Here is my first presentation using articulate.
http://www.eng.ysu.edu/%7Ejalam/icalt06paper/testarticulatepresenter/player.html
I think you guys need to improve the resizing of the icon. It should be automatic. I have been using my picture everywhere and it gets resized by the website so I do not have to do any resizing but articulate presenter fails to do so. It expects me to do it that is not hard to do but in this day and age when we have plenty of image resizers they should be the part of the software.
Thanks Alam
my blog: http://jalam1001.wordpress.com
facebook: http://www.facebook.com/profile.php?id=771302587
Thanks for sharing the link and for the suggestion, Javed. This is a request we’ve heard before, and you’re welcome to add your voice to the mix via our feature request form, too.
For the record, if you’re using your photo in the logo area, you’ll want to make sure its maximum width is 244 pixels.

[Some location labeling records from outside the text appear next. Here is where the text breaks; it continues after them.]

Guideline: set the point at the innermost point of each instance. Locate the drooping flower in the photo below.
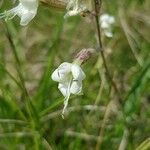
(26, 10)
(69, 76)
(75, 7)
(106, 22)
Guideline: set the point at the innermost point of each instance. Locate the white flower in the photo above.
(75, 7)
(70, 78)
(26, 10)
(106, 22)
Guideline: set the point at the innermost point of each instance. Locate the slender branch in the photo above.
(101, 50)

An outstanding tutorial. If I had a million years I would not have worked this out for myself! Many thanks. Andrew keogh
I really like all the posts lately about Video in Articulate, I plan on trying this out once I get some free time. I also think it’s pretty neat that you are able to edit the audio in articulate. Do you think that in the future you will be able to edit video in Articulate? Maybe for version 6?

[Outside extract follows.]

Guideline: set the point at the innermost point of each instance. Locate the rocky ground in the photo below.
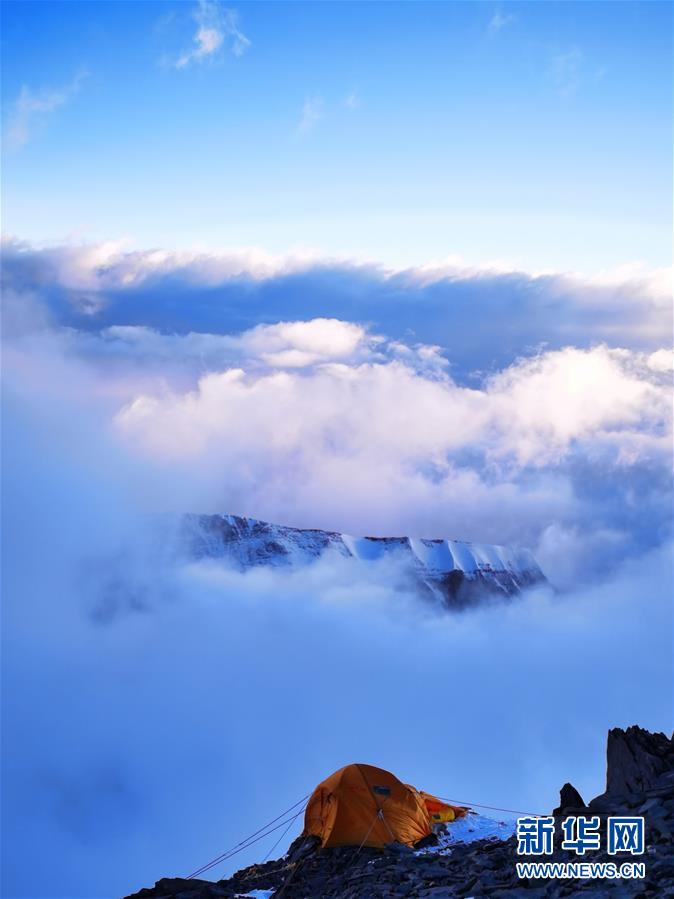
(639, 781)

Could you please clarify something for me with respect to this excellent outline.
Let say I video capture an individual presenting some monologue non interactive content, and I convert the video file to Flash to create a swf and flv file format. Now I insert the swf into the logo panel. What length of continuous time can the swf video be that I insert into the logo panel to still allow for decent qualily? I belive I read in an early forum that it should only be around a minute or so?
Please advise, and thank you very much for your feedback.

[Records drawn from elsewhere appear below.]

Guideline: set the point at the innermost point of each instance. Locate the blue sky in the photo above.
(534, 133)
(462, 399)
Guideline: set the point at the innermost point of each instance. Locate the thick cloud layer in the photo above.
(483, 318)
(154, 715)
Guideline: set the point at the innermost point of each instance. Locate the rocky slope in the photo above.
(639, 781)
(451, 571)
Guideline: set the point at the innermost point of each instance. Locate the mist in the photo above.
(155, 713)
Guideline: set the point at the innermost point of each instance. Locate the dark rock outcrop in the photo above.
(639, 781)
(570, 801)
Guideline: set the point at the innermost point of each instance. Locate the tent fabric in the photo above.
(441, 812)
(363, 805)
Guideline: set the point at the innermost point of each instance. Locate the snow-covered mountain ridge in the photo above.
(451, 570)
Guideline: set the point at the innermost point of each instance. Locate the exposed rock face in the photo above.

How would you recommend I handle this process if the presentation I want to capture is 45 minutes long?
Scott
[…] a follow-up to my last blog entry, How to Customize the Presenter Player with Continuous Video, this article looks at how we can customize the side panel relatively easily and so give a […]
I am very interested in this technique of putting video in the logo panel and am trying to make it work. However I am having tremendous difficulty with synchronization. I think David Moxon has identified my problem when he says “the logo.swf might download quicker than the slides and so your video and slides will get out of sync” but there is more to it than adding silence. The problem is that the logo.swf will download at varying times depending on the client’s internet connection. I can make it work perfectly in my office, but when I try it from home over a slow wireless connection, it downloads much more slowly and the synchronization breaks completely. Have I misunderstood something?
Finally, I think you can import .flv into the logo Panel in Presenter’09, contrary to the info above.
What is the frames per second rate for importing swf into the logo panel? I published mine in flash, imported it at 12 fps, and it plays in high speed. Please advise, Thanks.
As a followup to my post of last Nov. 26, I wonder whether this whole thread is about putting the output on CDs as opposed to the web. Because the more I think about it, the surer I am that I am right that the synchronization problem caused by differing buffering times for the video in the logo and the audio in the slides is a deal breaker.